Spannende Aufgaben sind aber auch bei anderen Spielen zu meistern. Also kann das nicht der einzige Grund dafür sein, dass Experten wie Harald Hesse, Chefredakteur der Fachzeitschrift "GamesMarkt", bereits ein Überangebot fürchten: "So schön die Titel rund um die Themen Pferde und Tiere auch gemacht sind, leidet doch die Vielfalt der Softwareangebote für Kinder darunter."
"Ich glaube, beim Erfolg der Pferde-Titel spielt eine Rolle, dass viele Kinder kein eigenes Pferd haben, obwohl sie gern eines hätten", sagt Claudia Hollingshausen, Sprecherin des Anbieters Tivola aus Berlin. "Das ist dann eine Art virtueller Ersatz." Laut Marina Selikowitsch vom Softwareunternehmen digital tainment pool (dtp) aus Hamburg geht die Zahl der von Pferden begeisterten Kinder zwischen 6 und 14 Jahren in die Millionen -ein durchaus lukrativer Markt also.
Pferde lassen seit jeher vor allem Mädchenherzen höher schlagen - und nicht anders sieht es mit den Pixel-Reittieren aus. "Es ist vor allem die hohe Affinität des weiblichen Geschlechts, etwas versorgen zu wollen", erläutert Prof. Warkus. "Das Spiel mit den Puppen wird sozusagen auf einer anderen Ebene mit den Pferdespielen am Computer weitergeführt."
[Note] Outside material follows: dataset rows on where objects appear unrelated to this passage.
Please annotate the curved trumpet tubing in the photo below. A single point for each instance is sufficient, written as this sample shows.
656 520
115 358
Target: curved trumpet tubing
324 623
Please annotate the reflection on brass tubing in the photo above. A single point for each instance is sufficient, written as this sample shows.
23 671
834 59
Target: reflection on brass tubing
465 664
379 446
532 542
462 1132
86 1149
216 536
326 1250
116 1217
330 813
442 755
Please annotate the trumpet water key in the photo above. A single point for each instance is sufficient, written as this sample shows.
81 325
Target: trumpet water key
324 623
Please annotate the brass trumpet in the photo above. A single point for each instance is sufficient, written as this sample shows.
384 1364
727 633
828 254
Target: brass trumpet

Doch es ist nicht nur das Pflegen, sondern auch das Reiten selbst, um das sich die Titel drehen. So hat Tivola jetzt die CD-ROM "Mein Springpferd" für Kinder ab acht herausgebracht. Dabei geht es um das Reiten im Parcours. Durch das Drücken der richtigen Tasten springt das Pferd über die Hindernisse. Nach jedem absolvierten Kurs steigen die Qualitäten des Tieres. Mit Hilfe eines Editors lässt sich ein eigener Parcours gestalten. Dieser muss erfolgreich abgeritten werden, bevor er für andere User im Internet hochgeladen werden kann.
Solche Möglichkeiten unterscheiden die Pferde-Titel wiederum von anderen Spielen, die sich um Tiere drehen und ebenfalls zu den Rennern im Software-Sortiment für Kinder gehören. "Man kann eben auf einer Katze nicht reiten", verdeutlicht Lilian Mrusek vom USM. "Ein Pony bietet für eine Umsetzung als Multimediatitel einfach viel mehr Ansatzpunkte."
Das wird auch beim neuen Titel "Mein Pferdehof 2" von EMME Deutschland aus Köln deutlich. Dabei geht es nicht nur ums virtuelle Ausreiten und Absolvieren von Turnieren: Kinder ab acht Jahren haben die Möglichkeit, am Rechner ihren eigenen Reiterhof aufzubauen. Dabei müssen sie sich vor allem um die Zucht kümmern, denn nur mit guten Pferden lässt sich Geld verdienen - und das muss für den weiteren Ausbau des Hofs her.
Ganz auf das Thema Versorgen geht dagegen die CD-ROM "Best Friends - Mein Pferd" aus der Reihe "Pferd und Pony" von dtp ein. Hier können Kinder ab acht ihr eigenes Fohlen groß ziehen. Dazu gehört neben dem Füttern und Striegeln auch das Ausmisten des Stalls. Besonders wichtig sind ausgiebige Streicheleinheiten für das virtuelle Pferd.
"Ich könnte mir vorstellen, dass sich die Pferde-Spiele im CD-ROM-Bereich zu Dauerbrennern entwickeln", sagt Claudia Hollingshausen von Tivola. Ob sich auf diese Weise bei vielen Mädchen vielleicht sogar der Wunsch nach einem "echten" Pferd erübrigt? Prof. Hartmut Warkus meldet daran Zweifel an: "Die Spiele sind in ihren Handlungen nah an der Realität, werden aber als Kompensation für den Wunsch, ein eigenes Pferd haben zu wollen, nicht ausreichen."